The advantage for a system like this is simple. Having 25% more GPUs in a single server versus an 8x GPU system means that one needs fewer servers. That leads to cost savings since one needs fewer CPUs, DIMMs, NICs, chassis, drives, and so forth. While this may seem like extreme optimization, these systems are not inexpensive when configured (the NVIDIA A40’s we used each has a street price of around $6000 these days.) That optimization can lead to large cost savings.
Final Words
Overall, this is an awesome system. We have been reviewing systems like these for years, and they have certainly become more refined with each generation. We are going to quickly note that we rushed this review a bit. You will see on Tyan’s website that this server is listed as “Coming Soon”. This system is going to be a centerpiece at Tyan’s SC21 virtual exhibition so the company asked us to get this review done fast before sending the unit back.
Having the newer generation of processors also means that there are a lot fewer trade-offs over the previous generations of servers. Thinking back to the Xeon E5 era when we started reviewing these servers, the increased PCIe Gen4 capacity is a welcome change.
One nice aspect of systems like this is that they are flexible.
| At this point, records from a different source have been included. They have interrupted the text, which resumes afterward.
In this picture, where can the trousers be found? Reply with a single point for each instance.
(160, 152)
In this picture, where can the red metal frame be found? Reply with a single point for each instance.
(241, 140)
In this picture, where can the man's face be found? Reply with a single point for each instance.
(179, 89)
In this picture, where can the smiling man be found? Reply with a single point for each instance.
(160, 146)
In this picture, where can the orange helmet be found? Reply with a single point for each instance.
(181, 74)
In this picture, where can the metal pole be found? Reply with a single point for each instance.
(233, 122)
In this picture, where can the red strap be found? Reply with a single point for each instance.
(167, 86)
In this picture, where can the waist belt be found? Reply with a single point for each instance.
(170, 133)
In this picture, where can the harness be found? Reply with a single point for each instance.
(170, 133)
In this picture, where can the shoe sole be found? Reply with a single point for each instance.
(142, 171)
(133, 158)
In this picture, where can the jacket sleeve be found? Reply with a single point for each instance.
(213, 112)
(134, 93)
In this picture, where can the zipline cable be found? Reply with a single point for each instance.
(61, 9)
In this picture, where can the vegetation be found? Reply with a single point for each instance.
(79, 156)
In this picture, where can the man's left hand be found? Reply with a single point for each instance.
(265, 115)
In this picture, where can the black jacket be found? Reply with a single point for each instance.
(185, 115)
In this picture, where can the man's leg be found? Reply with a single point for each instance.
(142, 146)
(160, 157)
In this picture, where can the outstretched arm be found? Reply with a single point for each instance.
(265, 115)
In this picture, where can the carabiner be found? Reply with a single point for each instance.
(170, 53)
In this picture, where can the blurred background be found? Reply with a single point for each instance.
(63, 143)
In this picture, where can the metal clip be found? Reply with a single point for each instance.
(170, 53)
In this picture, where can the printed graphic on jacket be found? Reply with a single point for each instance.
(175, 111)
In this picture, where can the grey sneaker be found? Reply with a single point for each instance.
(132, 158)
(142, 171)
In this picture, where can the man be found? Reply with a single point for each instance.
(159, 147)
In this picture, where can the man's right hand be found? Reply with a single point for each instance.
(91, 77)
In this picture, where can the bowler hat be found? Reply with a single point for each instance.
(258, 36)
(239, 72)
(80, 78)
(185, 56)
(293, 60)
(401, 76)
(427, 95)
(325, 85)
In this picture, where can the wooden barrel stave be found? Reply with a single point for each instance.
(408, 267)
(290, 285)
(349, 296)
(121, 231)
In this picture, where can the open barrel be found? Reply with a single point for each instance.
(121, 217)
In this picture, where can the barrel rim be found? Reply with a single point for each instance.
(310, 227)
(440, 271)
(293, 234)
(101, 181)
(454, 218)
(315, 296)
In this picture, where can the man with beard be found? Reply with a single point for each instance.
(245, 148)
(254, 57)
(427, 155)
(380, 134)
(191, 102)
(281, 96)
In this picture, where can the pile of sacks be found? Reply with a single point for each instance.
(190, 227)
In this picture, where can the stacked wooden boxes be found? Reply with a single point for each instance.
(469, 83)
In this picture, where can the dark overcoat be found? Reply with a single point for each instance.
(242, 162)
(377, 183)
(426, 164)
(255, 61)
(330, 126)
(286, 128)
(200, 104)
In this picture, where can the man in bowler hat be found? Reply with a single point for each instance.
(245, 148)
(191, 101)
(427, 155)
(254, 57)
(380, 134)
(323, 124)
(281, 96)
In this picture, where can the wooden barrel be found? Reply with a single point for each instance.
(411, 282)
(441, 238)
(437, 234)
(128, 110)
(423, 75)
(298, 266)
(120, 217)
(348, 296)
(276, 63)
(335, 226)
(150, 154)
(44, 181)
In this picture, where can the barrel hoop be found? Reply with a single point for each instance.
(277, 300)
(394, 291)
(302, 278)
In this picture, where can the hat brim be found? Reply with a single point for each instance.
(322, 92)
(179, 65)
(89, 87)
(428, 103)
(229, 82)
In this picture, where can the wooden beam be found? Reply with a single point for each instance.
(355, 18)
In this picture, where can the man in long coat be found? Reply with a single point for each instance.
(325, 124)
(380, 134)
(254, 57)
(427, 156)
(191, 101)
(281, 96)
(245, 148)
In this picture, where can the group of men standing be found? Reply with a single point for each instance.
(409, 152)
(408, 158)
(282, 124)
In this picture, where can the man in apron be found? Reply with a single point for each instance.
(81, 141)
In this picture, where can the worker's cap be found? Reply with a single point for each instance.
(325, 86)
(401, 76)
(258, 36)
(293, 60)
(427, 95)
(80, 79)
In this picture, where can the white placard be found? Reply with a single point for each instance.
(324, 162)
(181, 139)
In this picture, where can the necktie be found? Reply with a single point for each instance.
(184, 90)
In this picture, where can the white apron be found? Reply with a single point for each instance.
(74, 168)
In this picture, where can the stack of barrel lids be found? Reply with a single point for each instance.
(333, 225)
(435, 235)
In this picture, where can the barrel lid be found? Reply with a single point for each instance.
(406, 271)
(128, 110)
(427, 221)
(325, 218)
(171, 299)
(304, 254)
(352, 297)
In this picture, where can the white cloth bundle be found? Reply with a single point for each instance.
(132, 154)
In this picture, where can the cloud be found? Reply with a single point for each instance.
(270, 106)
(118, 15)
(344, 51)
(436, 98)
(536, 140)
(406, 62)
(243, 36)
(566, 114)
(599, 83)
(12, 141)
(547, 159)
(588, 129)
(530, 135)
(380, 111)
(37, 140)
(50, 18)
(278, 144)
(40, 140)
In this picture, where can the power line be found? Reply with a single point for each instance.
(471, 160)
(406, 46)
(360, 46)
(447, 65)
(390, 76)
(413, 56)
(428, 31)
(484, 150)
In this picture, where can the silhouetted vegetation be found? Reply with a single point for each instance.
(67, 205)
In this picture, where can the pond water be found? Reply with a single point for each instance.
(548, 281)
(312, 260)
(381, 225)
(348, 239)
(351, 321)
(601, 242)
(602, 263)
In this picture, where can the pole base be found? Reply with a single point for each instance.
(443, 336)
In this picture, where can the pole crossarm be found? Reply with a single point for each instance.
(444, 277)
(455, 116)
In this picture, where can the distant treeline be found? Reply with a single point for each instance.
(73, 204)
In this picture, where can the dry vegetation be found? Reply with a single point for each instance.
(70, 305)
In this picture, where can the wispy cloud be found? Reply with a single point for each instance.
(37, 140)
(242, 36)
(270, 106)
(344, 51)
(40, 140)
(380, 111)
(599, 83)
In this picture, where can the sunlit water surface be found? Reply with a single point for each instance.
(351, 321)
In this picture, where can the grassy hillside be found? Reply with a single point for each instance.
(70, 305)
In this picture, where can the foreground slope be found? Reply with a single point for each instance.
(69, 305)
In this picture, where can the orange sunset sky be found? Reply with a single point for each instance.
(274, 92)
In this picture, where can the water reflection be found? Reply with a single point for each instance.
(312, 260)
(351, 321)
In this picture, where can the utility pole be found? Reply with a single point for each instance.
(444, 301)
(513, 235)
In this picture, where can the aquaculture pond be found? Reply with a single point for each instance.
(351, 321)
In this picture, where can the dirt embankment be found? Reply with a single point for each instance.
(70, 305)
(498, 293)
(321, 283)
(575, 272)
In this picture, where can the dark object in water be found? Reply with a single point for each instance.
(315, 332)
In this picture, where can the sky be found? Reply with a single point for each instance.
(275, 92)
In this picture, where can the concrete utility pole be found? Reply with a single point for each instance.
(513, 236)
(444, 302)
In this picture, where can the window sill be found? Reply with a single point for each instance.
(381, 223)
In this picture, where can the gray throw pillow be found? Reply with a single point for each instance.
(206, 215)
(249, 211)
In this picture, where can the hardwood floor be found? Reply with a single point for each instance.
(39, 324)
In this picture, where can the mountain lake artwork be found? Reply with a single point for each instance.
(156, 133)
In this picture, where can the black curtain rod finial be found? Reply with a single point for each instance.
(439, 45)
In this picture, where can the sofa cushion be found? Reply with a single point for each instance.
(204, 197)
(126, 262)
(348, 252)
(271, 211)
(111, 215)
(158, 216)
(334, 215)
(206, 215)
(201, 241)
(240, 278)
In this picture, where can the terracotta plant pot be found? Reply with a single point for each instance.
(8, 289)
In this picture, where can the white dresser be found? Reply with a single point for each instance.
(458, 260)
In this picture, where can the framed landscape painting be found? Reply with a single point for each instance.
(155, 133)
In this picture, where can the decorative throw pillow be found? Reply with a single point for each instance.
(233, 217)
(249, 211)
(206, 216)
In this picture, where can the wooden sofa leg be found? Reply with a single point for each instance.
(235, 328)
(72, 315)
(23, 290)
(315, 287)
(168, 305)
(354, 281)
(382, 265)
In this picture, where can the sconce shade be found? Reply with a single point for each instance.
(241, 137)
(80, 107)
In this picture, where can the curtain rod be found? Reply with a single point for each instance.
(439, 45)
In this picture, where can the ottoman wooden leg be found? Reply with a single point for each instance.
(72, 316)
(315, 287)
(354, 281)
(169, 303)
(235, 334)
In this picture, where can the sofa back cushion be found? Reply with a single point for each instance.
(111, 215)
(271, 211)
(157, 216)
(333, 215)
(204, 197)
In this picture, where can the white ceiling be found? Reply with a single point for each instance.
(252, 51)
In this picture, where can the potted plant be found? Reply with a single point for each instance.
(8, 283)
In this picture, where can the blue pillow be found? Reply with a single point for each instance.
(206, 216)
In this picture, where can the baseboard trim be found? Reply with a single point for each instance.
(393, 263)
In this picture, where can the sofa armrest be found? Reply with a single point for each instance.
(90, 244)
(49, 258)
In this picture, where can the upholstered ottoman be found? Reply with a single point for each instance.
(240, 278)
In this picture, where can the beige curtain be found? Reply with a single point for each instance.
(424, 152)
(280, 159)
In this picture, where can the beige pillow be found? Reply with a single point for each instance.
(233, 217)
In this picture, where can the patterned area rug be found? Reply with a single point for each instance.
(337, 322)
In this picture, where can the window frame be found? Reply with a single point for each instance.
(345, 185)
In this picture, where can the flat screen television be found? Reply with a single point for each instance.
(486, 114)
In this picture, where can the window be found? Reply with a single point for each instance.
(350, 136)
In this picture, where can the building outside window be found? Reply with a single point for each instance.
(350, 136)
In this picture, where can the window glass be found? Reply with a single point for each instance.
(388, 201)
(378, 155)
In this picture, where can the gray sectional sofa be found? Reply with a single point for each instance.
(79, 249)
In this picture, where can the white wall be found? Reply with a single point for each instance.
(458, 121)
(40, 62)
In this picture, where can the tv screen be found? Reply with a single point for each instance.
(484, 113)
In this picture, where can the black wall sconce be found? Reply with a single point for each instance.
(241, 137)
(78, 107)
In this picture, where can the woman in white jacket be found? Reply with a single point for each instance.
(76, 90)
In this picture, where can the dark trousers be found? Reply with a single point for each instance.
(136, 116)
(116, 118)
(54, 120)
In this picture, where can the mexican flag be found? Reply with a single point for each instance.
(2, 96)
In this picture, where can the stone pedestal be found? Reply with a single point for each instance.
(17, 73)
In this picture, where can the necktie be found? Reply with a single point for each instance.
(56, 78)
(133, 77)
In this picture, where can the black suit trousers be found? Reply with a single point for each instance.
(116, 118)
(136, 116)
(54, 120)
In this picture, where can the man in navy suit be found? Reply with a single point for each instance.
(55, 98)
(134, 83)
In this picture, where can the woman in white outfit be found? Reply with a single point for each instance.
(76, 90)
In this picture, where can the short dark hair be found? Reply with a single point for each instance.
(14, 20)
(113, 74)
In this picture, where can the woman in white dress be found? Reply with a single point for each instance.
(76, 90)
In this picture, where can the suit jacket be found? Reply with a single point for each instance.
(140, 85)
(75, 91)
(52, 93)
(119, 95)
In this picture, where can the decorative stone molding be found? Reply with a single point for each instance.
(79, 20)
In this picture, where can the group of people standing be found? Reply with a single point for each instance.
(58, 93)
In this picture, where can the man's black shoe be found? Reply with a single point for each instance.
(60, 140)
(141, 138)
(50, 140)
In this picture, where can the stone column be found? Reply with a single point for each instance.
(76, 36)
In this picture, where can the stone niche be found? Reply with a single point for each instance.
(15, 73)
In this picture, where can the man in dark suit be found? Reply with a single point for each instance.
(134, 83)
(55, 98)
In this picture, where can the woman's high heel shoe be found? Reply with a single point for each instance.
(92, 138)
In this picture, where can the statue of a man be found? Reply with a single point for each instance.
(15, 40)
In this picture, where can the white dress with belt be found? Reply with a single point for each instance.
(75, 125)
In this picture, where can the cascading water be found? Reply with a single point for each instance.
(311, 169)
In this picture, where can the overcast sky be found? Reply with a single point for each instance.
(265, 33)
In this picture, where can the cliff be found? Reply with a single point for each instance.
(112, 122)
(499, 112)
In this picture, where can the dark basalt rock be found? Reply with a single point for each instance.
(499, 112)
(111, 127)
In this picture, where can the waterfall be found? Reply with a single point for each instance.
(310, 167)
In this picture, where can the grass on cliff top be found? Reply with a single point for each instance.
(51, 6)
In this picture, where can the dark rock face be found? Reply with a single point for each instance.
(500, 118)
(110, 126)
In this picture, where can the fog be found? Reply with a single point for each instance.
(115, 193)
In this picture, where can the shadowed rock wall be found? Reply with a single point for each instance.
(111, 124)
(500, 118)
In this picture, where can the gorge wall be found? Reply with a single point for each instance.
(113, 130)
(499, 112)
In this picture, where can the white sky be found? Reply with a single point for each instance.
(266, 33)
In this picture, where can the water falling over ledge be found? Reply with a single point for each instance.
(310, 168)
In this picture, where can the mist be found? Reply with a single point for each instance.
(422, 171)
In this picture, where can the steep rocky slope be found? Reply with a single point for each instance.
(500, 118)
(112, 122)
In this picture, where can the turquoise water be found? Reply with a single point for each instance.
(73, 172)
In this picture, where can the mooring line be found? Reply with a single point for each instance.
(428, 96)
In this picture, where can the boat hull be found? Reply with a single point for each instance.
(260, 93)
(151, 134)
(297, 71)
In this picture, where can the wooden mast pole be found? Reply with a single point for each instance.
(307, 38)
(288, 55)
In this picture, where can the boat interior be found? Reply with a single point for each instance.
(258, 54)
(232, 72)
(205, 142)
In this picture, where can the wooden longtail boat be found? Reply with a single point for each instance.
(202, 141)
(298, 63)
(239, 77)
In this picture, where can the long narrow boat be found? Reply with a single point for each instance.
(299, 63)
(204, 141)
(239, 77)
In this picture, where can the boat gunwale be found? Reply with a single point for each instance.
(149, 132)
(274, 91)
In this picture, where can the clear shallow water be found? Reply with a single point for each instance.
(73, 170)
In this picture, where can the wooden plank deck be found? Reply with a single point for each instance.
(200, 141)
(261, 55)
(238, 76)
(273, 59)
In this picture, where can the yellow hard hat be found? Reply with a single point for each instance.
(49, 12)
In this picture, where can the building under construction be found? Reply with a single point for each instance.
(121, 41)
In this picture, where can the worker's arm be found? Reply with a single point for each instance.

One can use GPUs and other accelerators (AI or FPGAs as examples) and keep a common platform for accelerated computing. That is a big difference and why many still prefer these PCIe solutions over SXM/ OAM servers. Still, we are reaching the limits of what these systems can practically cool so one has to wonder if the market will start shifting more towards OAM in future generations.
Overall, this system worked well for us. After many memories of rough early GPU compute servers, this certainly feels like it is a better solution. In this article, hopefully, you learned a bit about what those generational enhancements are.
So many GPU servers latley
Is multi root host supported on this platform? That is a huge and flexible feature of leveraging both the Broadcom PCIe switches and cabling those to the motherboard: each of the PCIe switches can be configured to link to each of the CPU sockets. If the motherboard and GPU platforms support this multi-host topology it will cut out a hop between the CPU sockets to access memory as each card can then go directly to the appropriate socket and normalize memory access latency. Very helpful for some applications. The downside is that per socket socket PCIe bandwidth is halved. As a flexible solution using PCIe switches and cables, this is configurable to optimizes for your use-case.
There is also the obvious options of being able to swap the CPU board with AMD Epyc while re-using the GPU IO board. Good engineering on Tyan’s part. While tied to PCIe 4.0 due to the switches, it would permit rapid deployment of dual socket Intel Sapphire Rapids and AMD Genoa platforms next year with the need to only replace part of the motherboard.
It’d be nice to see a few more options in the front for those two 16x PCIe 4.0 slots. In this system it is clear that they’re targeted for HBA/RAID controller cards but I feel they’d be better off as some OPC 3.0 NIC cards or dedicated to some NVMe drive bay. Everything being cabled does provide tons of options though.
I do think it is a bit of a short coming that there is no onboard networking besides the IPMI port. Granted anyone with this server would likely opt for some higher speed networking (100 Gbit Ethernet etc.) but having a tried and true pair of 1 Gbit ports for tasks like cluster management that is OS application level accessible is nice. Being able to PEX boot without the hassle of going through a 3rd party NIC are advantageous. Granted it is possible to boot the system through the IPMI interface using a remotely mounted drive but that is a scheme that doesn’t lend itself well to automation from my prior experience.
Can we please put an end to junky drive trays. There has to be a better option.